|Hoping for Fittingly Preliminary Feedback
Nathanial Burch, Department of Mathematics, Colorado State University
Thursday, October 21, 2010
12:00 p.m., room 223, Weber Bldg
This is a practice of (part of) my presentation for my preliminary examination later
in the semester. As such, it will cover a substantial amount of ideas and research
(many unfamiliar, yet accessible, to a statistics audience), but from a very
"big-picture" perspective. Consequently, I think it should be an enjoyable talk.

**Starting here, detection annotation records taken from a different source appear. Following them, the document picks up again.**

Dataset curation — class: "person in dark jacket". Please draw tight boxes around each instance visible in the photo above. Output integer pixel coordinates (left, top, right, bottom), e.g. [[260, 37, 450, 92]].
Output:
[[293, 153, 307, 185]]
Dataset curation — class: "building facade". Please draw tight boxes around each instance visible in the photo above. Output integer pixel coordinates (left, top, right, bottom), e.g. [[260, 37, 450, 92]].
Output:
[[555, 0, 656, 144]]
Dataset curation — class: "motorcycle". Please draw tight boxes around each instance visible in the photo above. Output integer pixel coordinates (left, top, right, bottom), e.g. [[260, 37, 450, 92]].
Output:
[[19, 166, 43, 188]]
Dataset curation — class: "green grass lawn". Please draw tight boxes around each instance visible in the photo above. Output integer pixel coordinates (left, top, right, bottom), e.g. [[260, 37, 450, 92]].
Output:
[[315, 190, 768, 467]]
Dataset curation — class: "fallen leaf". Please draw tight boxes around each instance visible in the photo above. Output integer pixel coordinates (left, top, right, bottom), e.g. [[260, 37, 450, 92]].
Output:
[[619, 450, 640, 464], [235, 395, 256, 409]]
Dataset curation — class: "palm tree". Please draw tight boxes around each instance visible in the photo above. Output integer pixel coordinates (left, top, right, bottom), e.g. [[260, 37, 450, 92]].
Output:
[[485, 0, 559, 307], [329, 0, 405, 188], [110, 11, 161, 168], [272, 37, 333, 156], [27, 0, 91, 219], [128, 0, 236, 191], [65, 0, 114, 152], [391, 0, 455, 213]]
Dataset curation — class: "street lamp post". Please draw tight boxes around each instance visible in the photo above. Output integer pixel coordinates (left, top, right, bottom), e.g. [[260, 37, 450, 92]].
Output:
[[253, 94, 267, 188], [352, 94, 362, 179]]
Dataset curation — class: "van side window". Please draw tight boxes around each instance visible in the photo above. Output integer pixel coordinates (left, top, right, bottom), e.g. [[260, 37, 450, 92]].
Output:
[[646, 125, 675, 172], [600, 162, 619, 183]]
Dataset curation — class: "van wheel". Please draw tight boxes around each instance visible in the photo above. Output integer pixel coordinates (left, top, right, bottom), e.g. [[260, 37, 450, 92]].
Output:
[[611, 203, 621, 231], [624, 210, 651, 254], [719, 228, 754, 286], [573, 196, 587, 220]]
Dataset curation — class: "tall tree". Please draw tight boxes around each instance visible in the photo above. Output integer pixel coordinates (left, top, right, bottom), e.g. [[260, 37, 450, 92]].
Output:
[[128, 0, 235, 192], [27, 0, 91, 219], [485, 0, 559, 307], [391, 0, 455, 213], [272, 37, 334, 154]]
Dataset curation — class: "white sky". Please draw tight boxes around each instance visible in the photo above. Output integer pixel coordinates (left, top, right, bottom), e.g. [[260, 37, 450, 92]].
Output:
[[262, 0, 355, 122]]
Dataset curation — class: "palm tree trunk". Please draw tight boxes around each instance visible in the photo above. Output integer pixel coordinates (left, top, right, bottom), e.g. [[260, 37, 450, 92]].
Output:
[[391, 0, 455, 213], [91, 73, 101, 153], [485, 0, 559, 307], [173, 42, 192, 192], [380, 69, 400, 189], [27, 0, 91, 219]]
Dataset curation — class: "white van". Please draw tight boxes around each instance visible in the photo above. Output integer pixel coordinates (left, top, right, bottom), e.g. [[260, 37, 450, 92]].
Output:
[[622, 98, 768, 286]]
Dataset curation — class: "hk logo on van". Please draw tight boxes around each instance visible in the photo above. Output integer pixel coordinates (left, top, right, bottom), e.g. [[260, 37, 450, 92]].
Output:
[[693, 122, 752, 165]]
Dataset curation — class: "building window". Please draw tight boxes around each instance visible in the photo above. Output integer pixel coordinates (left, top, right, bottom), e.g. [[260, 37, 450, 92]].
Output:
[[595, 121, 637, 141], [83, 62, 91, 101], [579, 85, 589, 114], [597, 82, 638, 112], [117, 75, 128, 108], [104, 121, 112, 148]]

We introduce the nonlocal diffusion equation as a generalized master equation for a
Markovian continuous time random walk (CTRW). This is analogous to the relationship between
a Wiener process and its associated Fokker-Planck equation, e.g., the classical diffusion
equation. In fact, in a certain limit of vanishing nonlocality, the nonlocal diffusion
equation reduces to the classical diffusion equation. A more general result establishes a
relationship between nonlocal and fractional diffusion equations and also, consequently,
compound Poisson processes and stable Levy processes. With the introduction of volume
constraints on the solution of the nonlocal diffusion equation, we introduce so-called nonlocal
boundary value problems, discuss properties of their solutions, and derive the induced boundary
conditions for the underlying CTRWs on bounded domains. Evidently, these nonlocal boundary
value problems are the generalized master equations for CTRWs on bounded domains with
appropriate boundary conditions, which is demonstrated by comparing kernel density
estimates from simulation data of the latter to numerical solutions, via a conforming
finite element method, of the former. Applications, e.g., to anomalous diffusion and
peridynamic heat conduction, are briefly discussed as well.
BYODrink, Pizza provided outside room at 11:30am, before start of talk.